In this notebook we design a covariance function for reconstructing transcription factor activities given gene expression profiles and a connectivity matrix (binding data) between genes and transcription factors. Our modelling framework builds on ideas in Sanguinetti et al (2006) who used a linear-Gaussian statespace modelling framework to infer the transcription factor activity of a group of genes.
We note that the linear Gaussian model is equivalent to a Gaussian process with a particular covariance function. We therefore build a model directly from the Gaussian process perspective to achieve the same effect. We introduce a computational trick, based on judicious application of singluar value decomposition, to enable us to efficiently fit the Gaussian process in a reduced 'TF activity' space.
In [1]:
import numpy as np
import pylab as pb
import GPy
import scipy.io
import matplotlib.pyplot as plt
%matplotlib inline
First we load in the classic Spellman et al (1998) Yeast Cell Cycle data set. The cdc15 time series data has 23 time points. We can load this gene expression data in with GPy.
In [2]:
data = GPy.util.datasets.spellman_yeast_cdc15()
Y = data['Y'].fillna(0) # Replace missing values with zero following Sanguinetti et al.
t = data['t']
print data['info'], data['details']
More details on the data are given in this notebook.
We can make a simple helper function to plot genes from the data set (which are provided as a pandas
array).
In [3]:
def plot_gene(gene_name='YER124C'):
plt.plot(data['t'], data['Y'][gene_name], 'rx')
plt.title('Gene: ' + gene_name)
plt.xlabel('time/minutes')
plot_gene('YER124C')
Our second data set is from ChiP-chip experiments performed on yeast by Lee et al (2002). These give us the binding information between transcription factors and genes. In this notebook we are going to try and combine this binding information with the gene expression information to infer transcription factor activities.
In [4]:
data = GPy.util.datasets.lee_yeast_ChIP()
# set S to find relationships where p-value is less than 1e-3
S = data['Y'].T<1e-3
More details on the data are give in this notebook.
The two data sets have slightly different overlapping sets of genes. Fortunately, with pandas
it is easy to do the matching.
In [5]:
intersect = list(set(S.columns) & set(Y.columns))
# this is the new value for n
print 'There are n=', len(intersect), 'overlapping genes.'
# Now reset S and Y to have the overlap of genes
Y = Y[intersect].T # now an n by T matrix
S = S[intersect].T # now an n by q matrix
We are working with log expression levels in a matrix $\mathbf{Y} \in \Re^{n\times T}$ and we will assume a linear (additive) model giving the relationship between the expression level of the gene and the corresponding transcription factor activity which are unobserved, but we represent by a matrix $\mathbf{F} \in \Re^{q\times T}$. Our basic assumption is as follows. Transcription factors are in time series, so they are likely to be temporally smooth. Further we assume that the transcription factors are potentially correlated with one another (to account for transcription factors that operate in unison).

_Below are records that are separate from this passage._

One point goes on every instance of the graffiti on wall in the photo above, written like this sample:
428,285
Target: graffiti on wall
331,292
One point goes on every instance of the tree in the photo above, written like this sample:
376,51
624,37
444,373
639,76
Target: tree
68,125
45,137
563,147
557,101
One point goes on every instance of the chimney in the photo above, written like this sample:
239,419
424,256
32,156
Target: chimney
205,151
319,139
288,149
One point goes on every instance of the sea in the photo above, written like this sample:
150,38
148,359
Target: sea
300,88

If there are $q$ transcription factors then correlation between different transcription factors is encoded in a covariance matrix, $\boldsymbol{\Sigma}$ which is $q\times q$ in dimensionality.
Further we assume that the log of the transcription factors' activities is temporally smooth, and drawn from an underlying Gaussian process with covariance $\mathbf{K}_t$.

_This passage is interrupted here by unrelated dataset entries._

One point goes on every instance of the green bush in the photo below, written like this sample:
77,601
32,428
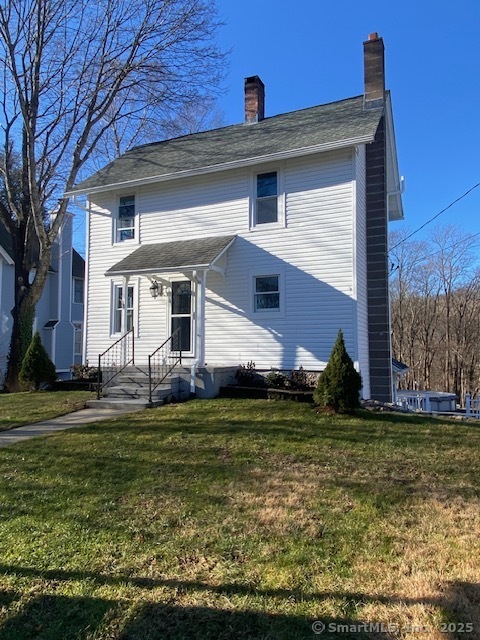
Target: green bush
276,379
37,368
339,384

We assume that the joint process across all $q$ transcription factor activities and across all time points is well represented by an intrinsic model of coregionalization where the covariance is given by the Kronecker product of these terms. $$\mathbf{K}_f = \mathbf{K}_t \otimes \boldsymbol{\Sigma}$$
This is known as an intrinsic coregionalization model Wackernagel, (2003). See Alvarez et al (2012) for a machine learning orientated review of these methods. The matrix $\boldsymbol{\Sigma}$ is known as the coregionalization matrix.
We now assume that the $j$th gene's expression is given by the product of the transcription factors that bind to that gene. Because we are working in log space, that implies a log linear relationship. At the $i$th time point, the log of the $j$th gene's expression, $\mathbf{y}_{i,j}$ is linearly related to the log of the transcription factor activities at the corresponding time point, $\mathbf{f}_{i, :}$. This relationship is given by the binding information from $\mathbf{S}$. We then assume that there is some corrupting Gaussian noise to give us the final observation.
where the Gaussian noise is sampled from
We consider a vector operator which takes all the separate time series in $\mathbf{Y}$ and stacks the time series to form a new vector $n\times T$ length vector $\mathbf{y}$. A similar operation is applied to form a $q \times T$ length vector $\mathbf{f}$. Using Kronecker products we can now represent the relationship between $\mathbf{y}$ and $\mathbf{f}$ as follows:
where $$\mathbf{K} = \mathbf{K}_t \otimes \mathbf{S} \boldsymbol{\Sigma} \mathbf{S}^\top + \sigma^2 \mathbf{I}.$$ This results in a covariance function that is of size $n$ by $T$ where $n$ is number of genes and $T$ is number of time points. However, we can get a drastic reduction in the size of the covariance function by considering the singular value decomposition of $\mathbf{S}$.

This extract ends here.